Various electro-optical systems have been developed for reading optical indicia, such as bar codes. A bar code is a coded pattern of graphical indicia comprised of a series of bars and spaces of varying widths, the bars and spaces having differing light reflecting characteristics. Some of the more popular bar code symbologies include: Uniform Product Code (UPC), typically used in retail stores sales; Code 39, primarily used in inventory tracking; and Postnet, which is used for encoding zip codes for U.S. mail. Bar codes may be one dimensional (1D), i.e., a single row of graphical indicia such as a UPC bar code or two dimensional (2D), i.e., multiple rows of graphical indicia comprising a single bar code, such as a PDF417 and DataMatrix bar codes.
Systems that read bar codes (bar code readers) electro-optically transform the graphic indicia into electrical signals, which are decoded into alphanumerical characters that are intended to be descriptive of the article or some characteristic thereof.
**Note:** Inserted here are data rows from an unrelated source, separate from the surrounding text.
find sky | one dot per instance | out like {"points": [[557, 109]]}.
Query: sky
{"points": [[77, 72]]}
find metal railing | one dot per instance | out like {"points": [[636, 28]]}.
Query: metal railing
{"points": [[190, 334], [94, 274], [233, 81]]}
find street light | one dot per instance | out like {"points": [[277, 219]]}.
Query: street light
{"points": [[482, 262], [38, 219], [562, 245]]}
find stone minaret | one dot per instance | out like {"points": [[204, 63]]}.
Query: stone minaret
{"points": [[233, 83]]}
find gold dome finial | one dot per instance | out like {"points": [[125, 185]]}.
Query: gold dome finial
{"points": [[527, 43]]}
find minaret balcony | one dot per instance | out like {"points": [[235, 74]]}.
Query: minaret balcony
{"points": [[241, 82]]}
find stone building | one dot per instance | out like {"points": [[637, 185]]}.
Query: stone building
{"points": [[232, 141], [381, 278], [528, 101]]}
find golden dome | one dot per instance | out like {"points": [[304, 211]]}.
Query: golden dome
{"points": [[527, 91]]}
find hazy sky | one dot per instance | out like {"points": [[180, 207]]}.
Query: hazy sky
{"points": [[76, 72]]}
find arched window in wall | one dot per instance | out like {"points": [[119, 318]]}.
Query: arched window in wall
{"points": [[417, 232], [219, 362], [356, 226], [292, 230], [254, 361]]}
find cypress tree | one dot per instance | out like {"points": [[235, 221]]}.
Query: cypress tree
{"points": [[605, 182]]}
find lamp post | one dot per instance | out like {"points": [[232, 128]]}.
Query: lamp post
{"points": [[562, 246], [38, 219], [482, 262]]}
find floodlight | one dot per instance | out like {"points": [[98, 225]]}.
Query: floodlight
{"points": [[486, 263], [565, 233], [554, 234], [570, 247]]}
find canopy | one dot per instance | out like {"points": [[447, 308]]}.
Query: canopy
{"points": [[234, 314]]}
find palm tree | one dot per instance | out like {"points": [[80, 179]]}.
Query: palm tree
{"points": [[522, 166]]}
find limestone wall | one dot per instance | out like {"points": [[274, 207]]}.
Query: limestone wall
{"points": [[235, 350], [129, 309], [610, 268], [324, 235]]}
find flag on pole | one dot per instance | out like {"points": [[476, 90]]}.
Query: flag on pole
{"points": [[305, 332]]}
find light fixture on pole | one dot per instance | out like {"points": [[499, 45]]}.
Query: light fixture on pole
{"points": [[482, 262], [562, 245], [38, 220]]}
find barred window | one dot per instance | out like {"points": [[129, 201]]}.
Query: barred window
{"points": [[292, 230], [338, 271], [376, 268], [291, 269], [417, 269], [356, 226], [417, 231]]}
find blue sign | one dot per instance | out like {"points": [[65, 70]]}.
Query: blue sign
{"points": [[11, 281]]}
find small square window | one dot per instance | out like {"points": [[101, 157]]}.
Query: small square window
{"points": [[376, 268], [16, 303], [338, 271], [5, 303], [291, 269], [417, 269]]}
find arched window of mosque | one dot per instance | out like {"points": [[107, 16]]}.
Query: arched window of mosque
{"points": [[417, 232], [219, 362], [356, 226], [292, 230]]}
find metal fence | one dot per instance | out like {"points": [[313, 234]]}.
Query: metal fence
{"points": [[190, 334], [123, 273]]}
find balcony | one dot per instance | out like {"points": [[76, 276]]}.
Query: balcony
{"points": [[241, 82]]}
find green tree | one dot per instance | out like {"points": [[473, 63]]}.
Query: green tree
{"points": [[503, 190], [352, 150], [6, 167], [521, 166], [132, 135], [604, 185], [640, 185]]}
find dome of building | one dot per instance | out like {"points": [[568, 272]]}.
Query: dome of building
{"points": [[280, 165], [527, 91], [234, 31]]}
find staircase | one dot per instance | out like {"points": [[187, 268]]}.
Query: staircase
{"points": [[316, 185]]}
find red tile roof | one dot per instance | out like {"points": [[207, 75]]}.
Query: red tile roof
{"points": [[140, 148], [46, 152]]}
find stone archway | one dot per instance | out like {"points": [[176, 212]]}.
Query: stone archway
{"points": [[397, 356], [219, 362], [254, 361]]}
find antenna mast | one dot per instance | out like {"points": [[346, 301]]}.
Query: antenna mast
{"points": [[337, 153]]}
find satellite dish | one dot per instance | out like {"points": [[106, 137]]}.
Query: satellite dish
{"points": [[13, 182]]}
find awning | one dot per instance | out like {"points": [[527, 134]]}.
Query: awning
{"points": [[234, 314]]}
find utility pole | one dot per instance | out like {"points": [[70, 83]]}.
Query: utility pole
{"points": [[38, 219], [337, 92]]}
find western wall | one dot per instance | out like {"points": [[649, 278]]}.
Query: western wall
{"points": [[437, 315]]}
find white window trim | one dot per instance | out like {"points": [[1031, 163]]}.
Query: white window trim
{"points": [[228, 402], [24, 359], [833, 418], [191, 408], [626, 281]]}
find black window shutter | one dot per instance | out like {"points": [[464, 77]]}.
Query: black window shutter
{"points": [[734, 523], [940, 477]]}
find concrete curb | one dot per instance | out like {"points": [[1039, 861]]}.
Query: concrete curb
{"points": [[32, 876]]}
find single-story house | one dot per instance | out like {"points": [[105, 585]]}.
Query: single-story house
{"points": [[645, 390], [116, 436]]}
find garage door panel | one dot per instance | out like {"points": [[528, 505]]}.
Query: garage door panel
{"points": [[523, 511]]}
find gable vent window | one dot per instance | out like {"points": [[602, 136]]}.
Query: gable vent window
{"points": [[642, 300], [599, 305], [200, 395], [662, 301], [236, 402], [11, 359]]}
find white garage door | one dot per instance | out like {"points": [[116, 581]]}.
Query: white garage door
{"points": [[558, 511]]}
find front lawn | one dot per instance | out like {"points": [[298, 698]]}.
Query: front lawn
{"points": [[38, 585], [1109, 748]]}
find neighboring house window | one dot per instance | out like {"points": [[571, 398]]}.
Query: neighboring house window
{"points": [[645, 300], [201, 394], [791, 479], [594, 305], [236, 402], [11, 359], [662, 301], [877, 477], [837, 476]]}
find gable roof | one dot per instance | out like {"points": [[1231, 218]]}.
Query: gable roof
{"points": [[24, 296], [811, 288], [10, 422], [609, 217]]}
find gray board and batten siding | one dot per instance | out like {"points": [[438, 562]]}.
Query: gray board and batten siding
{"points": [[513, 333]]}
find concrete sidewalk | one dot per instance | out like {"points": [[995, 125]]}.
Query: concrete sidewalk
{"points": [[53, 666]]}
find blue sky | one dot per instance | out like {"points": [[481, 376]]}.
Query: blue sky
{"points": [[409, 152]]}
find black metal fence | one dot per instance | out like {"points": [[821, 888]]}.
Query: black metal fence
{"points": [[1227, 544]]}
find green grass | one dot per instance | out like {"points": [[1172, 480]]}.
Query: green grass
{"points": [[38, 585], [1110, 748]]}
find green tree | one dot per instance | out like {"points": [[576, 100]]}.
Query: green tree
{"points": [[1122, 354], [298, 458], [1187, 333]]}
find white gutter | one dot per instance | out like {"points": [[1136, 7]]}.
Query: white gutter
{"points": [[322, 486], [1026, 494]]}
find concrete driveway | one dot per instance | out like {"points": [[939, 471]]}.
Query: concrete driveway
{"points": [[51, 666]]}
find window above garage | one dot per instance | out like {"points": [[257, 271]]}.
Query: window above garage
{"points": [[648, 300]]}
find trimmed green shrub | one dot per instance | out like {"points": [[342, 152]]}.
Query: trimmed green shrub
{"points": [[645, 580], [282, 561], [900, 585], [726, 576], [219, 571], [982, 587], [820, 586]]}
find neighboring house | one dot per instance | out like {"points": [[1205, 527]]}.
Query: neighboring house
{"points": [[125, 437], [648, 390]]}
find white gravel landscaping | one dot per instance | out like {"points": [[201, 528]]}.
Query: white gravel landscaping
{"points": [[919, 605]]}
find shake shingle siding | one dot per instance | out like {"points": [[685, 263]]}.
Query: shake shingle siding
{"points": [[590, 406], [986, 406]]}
The characters are then typically represented in digital form and utilized as an input to a data processing system for various end-user applications such as point-of-sale processing, inventory control and the like.
Bar code readers that read and decode bar codes employing imaging systems are typically referred to as imaging-based bar code readers or bar code scanners. Imaging systems include sensor arrays such as charge coupled device (CCD) arrays, complementary metal oxide semiconductor (CMOS) arrays, or other imaging pixel arrays having a plurality of photosensitive elements (photosensors or pixels). An illumination apparatus or system comprising light emitting diodes (LEDs) or other light source directs illumination toward a target object, e.g., a target bar code. Light reflected from the target bar code is focused through a system of one or more lens of the imaging system onto the sensor array. Thus, the target bar code within a field of view (FV) of the imaging lens system is focused on the sensor array. Typically, for imaging 2D bar codes, two dimensional (2D) sensor arrays are utilized wherein a light receiving surface of the sensor array comprise multiple rows of light receiving photosensitive pixels.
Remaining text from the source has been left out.